Unfortunately, due to economies of scale and the unrealistic expectation that prisons will close, my most realistic approach to improving reentry for supermax inmates is to reduce the length of sentences in supermax prisons, and allowing for inmates to have access to educational resources, such as books and educational documentaries and televised programs. The mental deterioration of inmates should be addressed, and supermax prisoners should have some form of stimulation; it is inhumane to lock humans into small cells and give them nothing to do.

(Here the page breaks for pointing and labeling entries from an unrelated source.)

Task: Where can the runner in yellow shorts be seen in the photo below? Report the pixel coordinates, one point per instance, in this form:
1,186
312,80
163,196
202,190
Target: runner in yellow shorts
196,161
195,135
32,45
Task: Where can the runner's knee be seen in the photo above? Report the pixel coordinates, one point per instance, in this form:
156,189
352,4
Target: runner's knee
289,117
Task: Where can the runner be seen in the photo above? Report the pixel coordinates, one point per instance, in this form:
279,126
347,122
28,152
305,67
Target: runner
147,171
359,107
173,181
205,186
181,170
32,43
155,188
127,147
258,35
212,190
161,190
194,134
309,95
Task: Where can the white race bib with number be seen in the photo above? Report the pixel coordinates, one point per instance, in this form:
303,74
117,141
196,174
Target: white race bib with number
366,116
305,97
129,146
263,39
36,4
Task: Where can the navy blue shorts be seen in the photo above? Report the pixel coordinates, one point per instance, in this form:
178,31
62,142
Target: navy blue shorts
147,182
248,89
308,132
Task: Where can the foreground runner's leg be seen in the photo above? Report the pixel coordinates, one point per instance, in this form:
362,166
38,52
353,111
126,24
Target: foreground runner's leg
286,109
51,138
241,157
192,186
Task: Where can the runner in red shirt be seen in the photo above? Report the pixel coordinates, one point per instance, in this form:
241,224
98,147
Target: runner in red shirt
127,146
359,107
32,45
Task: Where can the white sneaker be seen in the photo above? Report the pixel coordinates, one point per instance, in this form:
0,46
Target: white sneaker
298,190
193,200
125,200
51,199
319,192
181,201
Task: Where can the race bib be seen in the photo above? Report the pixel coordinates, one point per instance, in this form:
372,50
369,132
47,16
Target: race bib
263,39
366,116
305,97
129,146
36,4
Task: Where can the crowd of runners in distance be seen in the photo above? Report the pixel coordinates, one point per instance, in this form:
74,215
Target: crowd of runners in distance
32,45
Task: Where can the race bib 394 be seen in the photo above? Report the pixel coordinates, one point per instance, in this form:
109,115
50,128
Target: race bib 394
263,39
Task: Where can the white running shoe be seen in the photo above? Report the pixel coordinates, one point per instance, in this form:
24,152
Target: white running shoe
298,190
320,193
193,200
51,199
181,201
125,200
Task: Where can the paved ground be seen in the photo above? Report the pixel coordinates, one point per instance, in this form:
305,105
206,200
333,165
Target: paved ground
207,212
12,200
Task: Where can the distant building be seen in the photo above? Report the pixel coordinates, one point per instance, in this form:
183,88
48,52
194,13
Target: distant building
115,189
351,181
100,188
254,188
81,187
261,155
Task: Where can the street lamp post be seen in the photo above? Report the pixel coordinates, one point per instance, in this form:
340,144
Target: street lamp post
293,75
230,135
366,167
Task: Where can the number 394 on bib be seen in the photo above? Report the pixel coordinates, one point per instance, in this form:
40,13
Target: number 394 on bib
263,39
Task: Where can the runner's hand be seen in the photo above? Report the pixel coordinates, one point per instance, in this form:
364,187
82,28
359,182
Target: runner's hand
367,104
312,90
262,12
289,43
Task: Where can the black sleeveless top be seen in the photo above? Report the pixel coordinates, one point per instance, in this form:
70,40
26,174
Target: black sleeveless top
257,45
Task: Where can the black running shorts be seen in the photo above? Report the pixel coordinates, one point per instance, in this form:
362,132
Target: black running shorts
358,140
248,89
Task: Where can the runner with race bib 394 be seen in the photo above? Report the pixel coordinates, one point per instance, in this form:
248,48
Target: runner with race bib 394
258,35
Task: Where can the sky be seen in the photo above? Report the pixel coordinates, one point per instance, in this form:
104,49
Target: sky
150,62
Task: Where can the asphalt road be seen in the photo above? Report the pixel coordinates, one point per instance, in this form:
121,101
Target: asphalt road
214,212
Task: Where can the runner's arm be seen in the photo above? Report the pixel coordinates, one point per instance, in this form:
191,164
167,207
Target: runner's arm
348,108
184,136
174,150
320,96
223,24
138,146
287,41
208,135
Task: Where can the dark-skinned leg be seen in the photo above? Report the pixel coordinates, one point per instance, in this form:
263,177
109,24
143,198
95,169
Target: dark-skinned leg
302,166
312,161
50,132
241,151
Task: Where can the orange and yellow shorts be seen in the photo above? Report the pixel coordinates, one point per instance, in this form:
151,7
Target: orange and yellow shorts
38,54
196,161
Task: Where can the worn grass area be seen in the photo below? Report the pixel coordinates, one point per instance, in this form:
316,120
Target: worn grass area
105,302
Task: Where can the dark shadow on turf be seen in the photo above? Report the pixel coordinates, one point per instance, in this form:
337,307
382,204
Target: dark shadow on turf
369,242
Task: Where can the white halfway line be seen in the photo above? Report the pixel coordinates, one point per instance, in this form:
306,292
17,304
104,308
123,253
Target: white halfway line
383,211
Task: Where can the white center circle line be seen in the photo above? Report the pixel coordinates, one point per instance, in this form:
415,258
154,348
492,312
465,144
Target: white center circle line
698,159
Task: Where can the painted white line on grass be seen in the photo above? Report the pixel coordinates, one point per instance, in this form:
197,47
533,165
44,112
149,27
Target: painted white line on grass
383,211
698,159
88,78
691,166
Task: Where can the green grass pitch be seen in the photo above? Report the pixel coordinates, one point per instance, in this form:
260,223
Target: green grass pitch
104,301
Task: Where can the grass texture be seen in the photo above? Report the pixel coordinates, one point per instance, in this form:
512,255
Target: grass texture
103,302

Conclusion: More Research Needed, More Advocacy Too

The American criminal justice system is wrought with inefficiencies and chronic problems that require virtual paradigm shifts in how we think of crime and punishment. Supermax prisons represent just one small facet of the justice system, but its ramifications for the field of corrections are vast and have real, pressing consequences ranging from the misallocation of state funds to the permanent damaging of a person’s mental health, which could lead to grim consequences for offenders who are released into the public after experiencing supermax confinement. The incapacitation orientation in the field of corrections does extremely little to address or account for the fact that thousands of prisoners, some of which were housed in supermax institutions, will reenter society (Cullen and Jonson, 2012). Major evaluations should be made as to whether (a) supermax prisons are absolutely necessary, and (b) how correctional resources can be reallocated to ensure that the principles of punishment, incapacitation, rehabilitation and treatment are implemented in a way that improves reentry outcomes for this inmate population. “Needs, theory, and process evaluations should be required of all policies” with the consequence of failing to do so being the chronic misallocation of limited resources (Mears and Watson, 2006). Supermax prisons and the way inmates experience them are in dire need of policy reform, and the solution lies in utilizing evidence-based practices, conducting more applied research to find out what works, tossing out what doesn’t, and having competent advocates that lobby for prison reform.

 

 

Works Cited

Cullen, Francis T. and Cheryl Lero Jonson. 2012. Correctional Theory: Context and Consequences. Thousand Oaks, CA. SAGE Publications, Inc.

Gottschalk, Marie. 2006. The Prison and the Gallows: the Politics of Mass Incarceration in America. Cambridge, UK. Cambridge University Press.